Wednesday 13th January, 2016 1515
Yesterday was just another stock up trip for wine, enough for my stays away for the next week with a little to spare for when I get back. It was also freezing cold.
This morning Joan and I readied for the journey to Nanjing. She will leave for her hometown at the conclusion of this break so accordingly her suitcase and backpack were stuffed full and heavy. My smaller suitcase in contrast held but four changes of clothes and should in theory have been much lighter than her luggage but add in four bottles of wine, two of Jing Jo and a 5kg laptop and suddenly it was handle-breakingly heavy! Sometimes in that respect I can be worse than a woman but I am glad I brought the laptop because despite Ctrip telling me there were cable channels (ergo western films) there are none.
Anyway I had to ferry Joan and her stuff to south gate and return to get my own case. Just before we boarded the bus Antony called. The school would like me to be interviewed on TV and say nice things about them. Apparently I am very popular in the city, why I have no idea given my pedestrian rage episodes in queues and at pelican crossings. Well I can’t do that until late next week when I am back.
However I sense an opportunity here. They want me to promote them as being a terrific place a mere one term before intending to boot me out due to my age! Now, I will do it for them regardless because in truth up until the last couple of months I had on the whole a wonderful five and a quarter years here. Plus of course I will need a release letter and reference if I do have to leave. But no harm in pointing out the obvious and asking them to reconsider, surely? I have been thinking a lot and I feel I might be foolish to roll over and die just because of one person, who it transpires doesn’t actually hold that much sway over my future here anyway. Time will tell what the coming months hold for me.

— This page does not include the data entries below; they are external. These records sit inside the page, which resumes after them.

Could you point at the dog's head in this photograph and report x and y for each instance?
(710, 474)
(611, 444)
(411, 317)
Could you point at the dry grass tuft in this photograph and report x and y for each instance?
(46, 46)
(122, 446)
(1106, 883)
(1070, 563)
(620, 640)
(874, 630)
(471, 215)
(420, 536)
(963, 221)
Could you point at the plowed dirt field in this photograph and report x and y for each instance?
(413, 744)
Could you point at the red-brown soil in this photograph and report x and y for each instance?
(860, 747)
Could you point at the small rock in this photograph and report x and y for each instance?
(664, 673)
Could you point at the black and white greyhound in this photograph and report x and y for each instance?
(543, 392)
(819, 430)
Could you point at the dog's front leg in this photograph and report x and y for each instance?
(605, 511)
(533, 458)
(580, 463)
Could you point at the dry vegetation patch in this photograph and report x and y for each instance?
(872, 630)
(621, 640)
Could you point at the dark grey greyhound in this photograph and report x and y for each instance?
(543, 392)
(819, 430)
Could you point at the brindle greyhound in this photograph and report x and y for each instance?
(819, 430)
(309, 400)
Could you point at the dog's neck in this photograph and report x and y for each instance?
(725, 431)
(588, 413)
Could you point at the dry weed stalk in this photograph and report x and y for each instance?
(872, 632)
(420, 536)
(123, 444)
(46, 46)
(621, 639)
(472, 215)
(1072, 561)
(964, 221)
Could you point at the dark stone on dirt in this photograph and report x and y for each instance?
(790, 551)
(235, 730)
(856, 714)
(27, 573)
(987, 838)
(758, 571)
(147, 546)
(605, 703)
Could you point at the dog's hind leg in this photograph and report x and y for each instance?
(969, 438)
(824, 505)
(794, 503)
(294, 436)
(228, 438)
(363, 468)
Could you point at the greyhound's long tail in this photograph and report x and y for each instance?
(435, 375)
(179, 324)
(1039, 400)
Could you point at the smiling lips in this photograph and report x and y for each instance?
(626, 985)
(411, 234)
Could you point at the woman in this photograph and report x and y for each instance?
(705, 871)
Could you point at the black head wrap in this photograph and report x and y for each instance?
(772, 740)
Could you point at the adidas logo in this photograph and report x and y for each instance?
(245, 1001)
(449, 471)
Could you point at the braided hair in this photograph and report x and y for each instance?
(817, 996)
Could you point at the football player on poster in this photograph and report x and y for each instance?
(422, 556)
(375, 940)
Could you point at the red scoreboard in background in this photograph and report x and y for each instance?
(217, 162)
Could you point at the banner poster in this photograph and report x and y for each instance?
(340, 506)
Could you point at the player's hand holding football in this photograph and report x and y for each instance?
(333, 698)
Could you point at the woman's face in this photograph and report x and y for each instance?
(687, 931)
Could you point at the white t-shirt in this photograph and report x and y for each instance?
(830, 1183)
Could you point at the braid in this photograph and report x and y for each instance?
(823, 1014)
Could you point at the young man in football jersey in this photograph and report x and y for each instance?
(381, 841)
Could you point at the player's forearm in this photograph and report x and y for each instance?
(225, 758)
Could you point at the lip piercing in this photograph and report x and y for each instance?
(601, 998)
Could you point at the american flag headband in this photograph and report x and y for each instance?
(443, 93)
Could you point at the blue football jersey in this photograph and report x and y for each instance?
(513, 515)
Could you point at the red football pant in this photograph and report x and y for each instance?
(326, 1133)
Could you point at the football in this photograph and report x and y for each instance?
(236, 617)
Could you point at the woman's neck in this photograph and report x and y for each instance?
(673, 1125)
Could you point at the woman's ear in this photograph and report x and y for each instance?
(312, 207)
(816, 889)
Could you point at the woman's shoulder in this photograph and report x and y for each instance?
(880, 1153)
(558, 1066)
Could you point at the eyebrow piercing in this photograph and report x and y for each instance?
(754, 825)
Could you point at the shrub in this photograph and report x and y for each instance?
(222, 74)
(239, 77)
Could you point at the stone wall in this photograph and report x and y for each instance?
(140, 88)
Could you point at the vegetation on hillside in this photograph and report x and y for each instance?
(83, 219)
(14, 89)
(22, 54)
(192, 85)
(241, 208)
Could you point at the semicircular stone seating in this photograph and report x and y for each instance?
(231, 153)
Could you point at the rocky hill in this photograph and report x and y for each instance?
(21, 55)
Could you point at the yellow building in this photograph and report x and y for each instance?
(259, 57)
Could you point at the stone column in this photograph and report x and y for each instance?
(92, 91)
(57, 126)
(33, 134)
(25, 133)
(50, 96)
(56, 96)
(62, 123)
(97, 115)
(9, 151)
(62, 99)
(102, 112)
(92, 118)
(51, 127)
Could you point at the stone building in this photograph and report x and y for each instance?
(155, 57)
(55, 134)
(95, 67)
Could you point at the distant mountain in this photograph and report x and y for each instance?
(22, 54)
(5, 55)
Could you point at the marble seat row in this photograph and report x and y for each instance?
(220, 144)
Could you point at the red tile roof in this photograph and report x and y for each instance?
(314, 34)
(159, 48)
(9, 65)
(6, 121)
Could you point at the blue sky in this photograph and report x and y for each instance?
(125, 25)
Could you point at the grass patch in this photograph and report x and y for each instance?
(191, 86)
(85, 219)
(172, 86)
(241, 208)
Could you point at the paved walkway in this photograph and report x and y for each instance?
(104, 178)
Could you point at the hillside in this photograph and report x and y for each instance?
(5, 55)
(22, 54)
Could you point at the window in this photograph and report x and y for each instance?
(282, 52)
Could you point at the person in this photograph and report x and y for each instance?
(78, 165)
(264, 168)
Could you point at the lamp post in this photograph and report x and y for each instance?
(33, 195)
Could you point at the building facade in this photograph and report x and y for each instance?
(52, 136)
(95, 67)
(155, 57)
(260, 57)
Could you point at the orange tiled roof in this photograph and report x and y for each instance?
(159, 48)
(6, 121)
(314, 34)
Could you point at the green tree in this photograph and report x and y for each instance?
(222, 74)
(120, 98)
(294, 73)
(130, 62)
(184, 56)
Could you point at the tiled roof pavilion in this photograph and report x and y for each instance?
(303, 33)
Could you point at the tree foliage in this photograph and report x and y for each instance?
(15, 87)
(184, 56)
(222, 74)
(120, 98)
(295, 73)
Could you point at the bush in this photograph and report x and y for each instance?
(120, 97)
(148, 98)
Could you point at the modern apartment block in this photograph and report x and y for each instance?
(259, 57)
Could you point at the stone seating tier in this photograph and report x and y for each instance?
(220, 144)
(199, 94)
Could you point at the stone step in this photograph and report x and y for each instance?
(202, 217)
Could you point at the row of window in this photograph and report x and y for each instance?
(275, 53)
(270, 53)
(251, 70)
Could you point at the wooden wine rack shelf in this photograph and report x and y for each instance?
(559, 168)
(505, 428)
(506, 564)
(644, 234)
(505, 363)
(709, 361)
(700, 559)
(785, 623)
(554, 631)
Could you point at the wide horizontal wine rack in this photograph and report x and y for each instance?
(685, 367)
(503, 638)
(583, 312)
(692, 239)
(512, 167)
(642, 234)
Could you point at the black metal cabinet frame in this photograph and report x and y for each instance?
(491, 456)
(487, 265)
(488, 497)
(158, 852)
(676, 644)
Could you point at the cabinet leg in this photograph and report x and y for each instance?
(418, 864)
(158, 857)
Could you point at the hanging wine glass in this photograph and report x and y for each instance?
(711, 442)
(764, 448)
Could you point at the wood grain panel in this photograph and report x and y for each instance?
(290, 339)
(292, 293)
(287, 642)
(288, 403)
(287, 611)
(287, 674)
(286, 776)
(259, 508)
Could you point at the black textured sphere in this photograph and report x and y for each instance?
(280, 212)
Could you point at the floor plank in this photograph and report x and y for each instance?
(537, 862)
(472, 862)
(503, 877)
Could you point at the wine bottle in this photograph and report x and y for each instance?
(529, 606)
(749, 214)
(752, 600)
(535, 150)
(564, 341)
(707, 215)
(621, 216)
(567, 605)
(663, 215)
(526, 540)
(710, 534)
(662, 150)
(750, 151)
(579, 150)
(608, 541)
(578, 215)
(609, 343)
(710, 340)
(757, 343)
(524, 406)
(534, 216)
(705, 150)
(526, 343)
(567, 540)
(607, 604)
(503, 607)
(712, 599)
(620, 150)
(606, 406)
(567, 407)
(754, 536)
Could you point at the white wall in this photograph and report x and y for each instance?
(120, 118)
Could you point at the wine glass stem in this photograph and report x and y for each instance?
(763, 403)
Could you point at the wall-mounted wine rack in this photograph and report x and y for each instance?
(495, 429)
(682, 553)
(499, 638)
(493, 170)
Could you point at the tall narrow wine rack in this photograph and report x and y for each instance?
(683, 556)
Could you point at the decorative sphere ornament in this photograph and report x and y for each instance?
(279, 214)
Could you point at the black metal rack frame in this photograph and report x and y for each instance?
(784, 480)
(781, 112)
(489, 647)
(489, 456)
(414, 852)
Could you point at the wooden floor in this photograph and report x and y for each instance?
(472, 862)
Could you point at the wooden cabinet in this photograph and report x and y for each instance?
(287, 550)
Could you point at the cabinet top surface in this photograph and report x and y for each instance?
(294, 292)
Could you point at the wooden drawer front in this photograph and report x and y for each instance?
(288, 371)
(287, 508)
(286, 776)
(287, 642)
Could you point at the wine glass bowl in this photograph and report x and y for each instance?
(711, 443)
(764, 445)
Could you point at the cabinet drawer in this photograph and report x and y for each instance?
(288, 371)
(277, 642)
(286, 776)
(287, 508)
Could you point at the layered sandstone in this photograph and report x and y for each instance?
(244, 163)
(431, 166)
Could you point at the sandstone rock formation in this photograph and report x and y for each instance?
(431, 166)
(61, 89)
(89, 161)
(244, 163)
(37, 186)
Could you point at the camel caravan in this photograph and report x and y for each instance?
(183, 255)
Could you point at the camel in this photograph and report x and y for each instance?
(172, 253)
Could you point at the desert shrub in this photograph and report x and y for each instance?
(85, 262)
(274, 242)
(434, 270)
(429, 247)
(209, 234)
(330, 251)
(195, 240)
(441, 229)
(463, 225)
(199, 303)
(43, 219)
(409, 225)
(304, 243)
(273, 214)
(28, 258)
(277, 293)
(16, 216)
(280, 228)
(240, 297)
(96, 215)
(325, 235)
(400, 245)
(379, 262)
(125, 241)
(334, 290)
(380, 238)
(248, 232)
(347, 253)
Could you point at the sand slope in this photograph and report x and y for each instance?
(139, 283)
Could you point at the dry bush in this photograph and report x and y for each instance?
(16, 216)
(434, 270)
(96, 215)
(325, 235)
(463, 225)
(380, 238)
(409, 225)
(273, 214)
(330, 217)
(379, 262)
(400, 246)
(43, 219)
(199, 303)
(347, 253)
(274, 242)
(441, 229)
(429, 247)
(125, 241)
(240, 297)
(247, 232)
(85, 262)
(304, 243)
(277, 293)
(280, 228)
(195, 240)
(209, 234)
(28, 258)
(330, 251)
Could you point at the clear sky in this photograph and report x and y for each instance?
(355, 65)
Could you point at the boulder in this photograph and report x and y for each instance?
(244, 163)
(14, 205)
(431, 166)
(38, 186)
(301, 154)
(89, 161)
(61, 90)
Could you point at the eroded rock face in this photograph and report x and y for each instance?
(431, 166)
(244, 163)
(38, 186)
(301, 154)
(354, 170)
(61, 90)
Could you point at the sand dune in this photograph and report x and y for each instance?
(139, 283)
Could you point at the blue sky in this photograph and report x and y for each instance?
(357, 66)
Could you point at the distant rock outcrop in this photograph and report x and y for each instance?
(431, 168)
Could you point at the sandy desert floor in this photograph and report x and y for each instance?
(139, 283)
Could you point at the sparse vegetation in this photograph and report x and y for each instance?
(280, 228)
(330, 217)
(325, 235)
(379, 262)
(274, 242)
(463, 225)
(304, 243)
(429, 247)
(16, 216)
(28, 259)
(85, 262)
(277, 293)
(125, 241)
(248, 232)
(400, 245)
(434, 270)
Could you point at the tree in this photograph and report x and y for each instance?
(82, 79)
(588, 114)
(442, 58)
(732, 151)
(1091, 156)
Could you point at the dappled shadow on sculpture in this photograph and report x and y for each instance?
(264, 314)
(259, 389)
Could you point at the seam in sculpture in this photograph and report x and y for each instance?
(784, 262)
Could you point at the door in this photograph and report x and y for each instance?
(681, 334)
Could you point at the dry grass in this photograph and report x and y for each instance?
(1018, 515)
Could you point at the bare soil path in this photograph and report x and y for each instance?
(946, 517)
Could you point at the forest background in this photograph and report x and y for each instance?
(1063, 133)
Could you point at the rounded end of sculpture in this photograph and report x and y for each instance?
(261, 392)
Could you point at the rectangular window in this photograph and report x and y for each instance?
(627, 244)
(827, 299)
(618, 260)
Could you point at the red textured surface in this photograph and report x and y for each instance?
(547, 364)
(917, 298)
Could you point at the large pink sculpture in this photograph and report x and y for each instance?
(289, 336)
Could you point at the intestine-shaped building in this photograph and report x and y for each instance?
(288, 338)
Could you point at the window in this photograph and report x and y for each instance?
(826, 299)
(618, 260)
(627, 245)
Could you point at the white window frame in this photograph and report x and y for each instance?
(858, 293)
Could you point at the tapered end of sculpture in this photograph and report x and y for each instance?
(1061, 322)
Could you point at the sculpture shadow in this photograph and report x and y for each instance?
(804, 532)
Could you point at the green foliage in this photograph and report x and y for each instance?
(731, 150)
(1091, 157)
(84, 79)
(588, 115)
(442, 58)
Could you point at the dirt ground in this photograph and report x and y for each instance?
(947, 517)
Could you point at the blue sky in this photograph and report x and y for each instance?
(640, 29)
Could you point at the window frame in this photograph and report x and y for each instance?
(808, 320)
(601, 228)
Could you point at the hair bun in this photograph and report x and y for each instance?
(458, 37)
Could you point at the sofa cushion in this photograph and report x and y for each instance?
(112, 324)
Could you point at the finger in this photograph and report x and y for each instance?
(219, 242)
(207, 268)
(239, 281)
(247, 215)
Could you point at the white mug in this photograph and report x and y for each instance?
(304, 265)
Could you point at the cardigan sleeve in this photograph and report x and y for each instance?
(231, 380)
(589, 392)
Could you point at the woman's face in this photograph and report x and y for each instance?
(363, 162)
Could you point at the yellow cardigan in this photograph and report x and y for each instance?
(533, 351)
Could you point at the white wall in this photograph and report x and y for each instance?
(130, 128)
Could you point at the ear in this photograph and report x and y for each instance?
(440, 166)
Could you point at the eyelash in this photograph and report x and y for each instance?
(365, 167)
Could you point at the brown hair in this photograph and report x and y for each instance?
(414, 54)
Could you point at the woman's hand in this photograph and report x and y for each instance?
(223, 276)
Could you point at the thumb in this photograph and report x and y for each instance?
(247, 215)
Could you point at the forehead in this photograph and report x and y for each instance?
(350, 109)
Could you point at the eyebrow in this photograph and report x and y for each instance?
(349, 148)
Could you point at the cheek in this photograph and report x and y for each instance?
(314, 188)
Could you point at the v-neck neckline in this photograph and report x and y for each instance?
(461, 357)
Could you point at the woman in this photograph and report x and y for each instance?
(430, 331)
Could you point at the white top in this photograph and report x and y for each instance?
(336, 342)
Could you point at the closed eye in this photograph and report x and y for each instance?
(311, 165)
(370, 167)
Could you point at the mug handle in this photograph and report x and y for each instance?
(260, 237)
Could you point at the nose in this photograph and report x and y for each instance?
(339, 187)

For the first time here, our train left from the ground floor. Previously it has always been a case of going upstairs, waiting, trundling across the overhead bridge to whatever platform and then struggling down about fifty yards of steps with the cases. I knew I couldn’t trust the telescopic handle not to snap were I to use the slipway, nor myself not to fall headlong after it - it really was that heavy. The high speed train (208kph) leaves from platform one and it was well worth paying for first class seats. It also took just over an hour and a half as opposed to the cattle trains at four and a half hours. You also don’t have millions of people standing everywhere either, although to my bemusement people still do squat in seats until ticket holders turn up.
We even managed to negotiate the Metro in Nanjing. The south station is enormous and you buy tokens from a machine. I had done my homework and knew we needed to specify six stops but although the machine had a button for English (great) whenever we pressed the line we required it reverted back to Chinese with no English option! Eventually Joan figured it out and we got our tokens for 2y each. Sneaky moo let me exit first on arrival so I would be the one collared if we had underpaid, her thinking probably that the silly Laowei would get away with pleading ignorance.
Check in at the hotel started off badly. One of the girls decided I was an illegal because she spotted an entry stamp for 2013 and assumed I should have one for each year as opposed to what I do have, which are residence permits, the current one being valid until 31st July. That got sorted after she called the manager down but then when I asked if we had been given a river view we were informed that would cost another 30y a night. I bridled at this because there was no mention of it when I specified my preferences when booking online.
It all ended rather well as it happens as we have a river view and they have only taken just under 150y as a deposit. I was expecting 500y. The river view was important to me firstly because the room will be quieter than facing the road and also from the publicity photos it looks as if everywhere is lit up at night.
The room is pretty basic but everything is here bar razors (I brought my own in case) and a TV with no English channels. I have the wi-fi so we will be fine. I even remembered to bring teabags and milk.
Joan was given four choices of restaurants for dinner (I want to do a different one each night) and has elected to go for Indian this evening at the Taj Mahal. In fact we will leave once the film on her phone finishes because I am starving and I reckon I need an early night tonight.